Yungeen Ace: I like Lil Boosie. I like Rich Homie Quan, Future. I’ve never had a favorite favorite.


Can you tell me about Yungeen Gang, how you all met? I’ve also seen online that you’re disaffiliated now, is that true?


Yungeen Ace: Us? Nah, nah, nah, those my brothers.


I knew it. That didn’t make sense.


Yungeen Ace: It was Flip (Tha Yungeen) and Trigga (Romo), they started it when they were younger. They were my big brothers. They get music, I always wanted to be in their music group. I always wanted to be in it, and as I got older I got better — they put me in it. We all got different flows, we all got a story to tell. They’re my brothers forever, we’ll never break up.


Even in the press releases, the comparisons that are going to come up are obvious. You’re going to hear a lot of people say you sound like Kodak, like YoungBoy Never Broke Again.


Yungeen Ace: [Laughs] Yeah, yeah.


What do you think about all of that? Does that feel fair? Do you listen to them?


Yungeen Ace: I don’t give a fuck about what nobody thinks. I talk to YoungBoy every day, he’s a big fan of my music. He doesn’t think I sound like him. I don’t really give a fuck, because we all came from nothing.


I think that’s the right attitude.


Yungeen Ace: If you could compare them now, they’re two of the best. That’s like being compared to 2Pac. If you get compared to 2Pac, that’s one of the greatest ever. Pretty soon, people are going to compare people to me.


How’d you meet YoungBoy?


Yungeen Ace: I don’t even know. One time he called me but I missed the phone call, and I was like, ‘damn!’ He talked to me about how he fucks with my music, but he called me in the hospital. I told him, ‘I got shot eight times, I’m fucked up.’ And he said, ‘No, don’t ever say any shit like that. You got power. You can’t hold anything back.’ I fuck with YoungBoy, we got a song together.


When I listen to your music, I really hear poetry. And rap is often made out to be poetry, but there’s something about how you write and about how you rap that feels like it is intended to be a form of poetry. And I think there are a lot of rappers who sing, but are reluctant to categorize themselves that way—but again, you’re very comfortable in that pocket. How do you see your own music?

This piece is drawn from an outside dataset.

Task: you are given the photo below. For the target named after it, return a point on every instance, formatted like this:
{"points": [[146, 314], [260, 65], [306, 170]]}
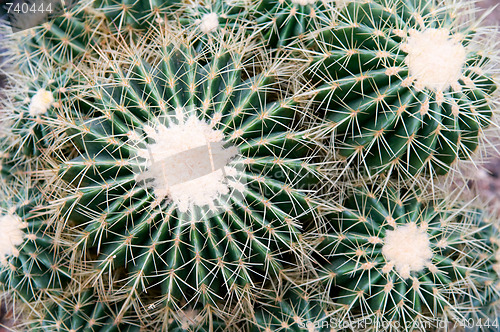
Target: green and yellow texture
{"points": [[174, 166], [404, 86]]}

Yungeen Ace: I can’t describe my music. Everything I say comes from the heart, and I never say anything I haven’t experienced. A lot of people rap about what they can’t talk about, I can tell. I don’t give a fuck about them. I rap about what’s real, what’s going on. No faking. And when I was younger, I used to write poetry in class.

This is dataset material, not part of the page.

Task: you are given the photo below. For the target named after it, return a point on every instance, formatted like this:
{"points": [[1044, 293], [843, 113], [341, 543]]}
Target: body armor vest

Do you have a favorite poet, or poem?


Yungeen Ace: No, but that’s the thing—I’ve never known anyone who did. I never paid attention in class: I paid attention, but I didn’t pay attention. I only know poems by me.

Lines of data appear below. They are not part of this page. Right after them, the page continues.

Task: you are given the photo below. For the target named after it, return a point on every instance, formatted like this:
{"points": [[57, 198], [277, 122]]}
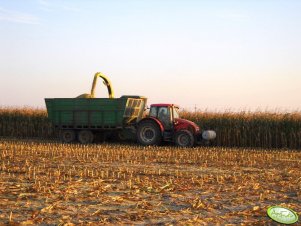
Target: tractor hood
{"points": [[184, 124]]}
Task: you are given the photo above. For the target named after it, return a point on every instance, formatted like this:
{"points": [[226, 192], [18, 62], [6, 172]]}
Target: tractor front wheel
{"points": [[184, 138], [85, 136], [67, 136], [149, 133]]}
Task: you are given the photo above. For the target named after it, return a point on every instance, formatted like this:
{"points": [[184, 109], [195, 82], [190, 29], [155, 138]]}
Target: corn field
{"points": [[50, 183], [243, 129]]}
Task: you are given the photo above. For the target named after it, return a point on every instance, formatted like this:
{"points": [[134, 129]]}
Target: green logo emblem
{"points": [[282, 215]]}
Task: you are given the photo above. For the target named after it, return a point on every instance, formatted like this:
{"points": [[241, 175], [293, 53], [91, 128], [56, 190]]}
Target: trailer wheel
{"points": [[149, 133], [67, 136], [85, 136], [184, 138]]}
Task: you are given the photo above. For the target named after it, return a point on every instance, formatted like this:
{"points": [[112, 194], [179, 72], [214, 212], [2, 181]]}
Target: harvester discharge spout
{"points": [[107, 83]]}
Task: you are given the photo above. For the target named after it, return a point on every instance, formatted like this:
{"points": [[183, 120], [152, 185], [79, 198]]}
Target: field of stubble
{"points": [[44, 182]]}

You have your first mixtape coming out, and especially with a label behind you it’s going to be a lot of people listening to you for the first time, it’s your introduction. What was your goal?


Yungeen Ace: It’s called Life of Betrayal. I’ve been betrayed my whole life and everybody knows that. I can talk about everything. Why I’ve been betrayed. It comes out this month, I’ve been working on it for a little minute now. I’m done now.


You have a favorite song?


Yungeen Ace: I like that “Murder” song. I love that song.


Yeah, the one on your Twitter. I’ve seen you say in an interview that you want to channel Jay-Z and I thought that was really striking. For rappers from New York that’s a common idol, but not necessarily from Florida. That goal of wanting to be strong outside of music, especially since you’ve been vlogging, is really interesting. Where do you want to go from here?


Yungeen Ace: I don’t want to just be a rapper, I want to have my feet in everything. Everybody has different goals, but I want to be in movies, I want to be in shows, I want to be a businessman. Like Jay-Z, he’s smart. Everything he does, he’s figured out way before. And when he does it, he puts it all in—no half-stepping. I like Jay-Z’s music, but I like the way he is, the type of person he is. That’s what inspires me. That’s how I think about anybody. Like YoungBoy, I can feel everything he says. I don’t really want to listen to it if I don’t feel it. Everything Kodak says, I feel it. Everything Boosie says, everything Kevin Gates says, I feel it. It’s real.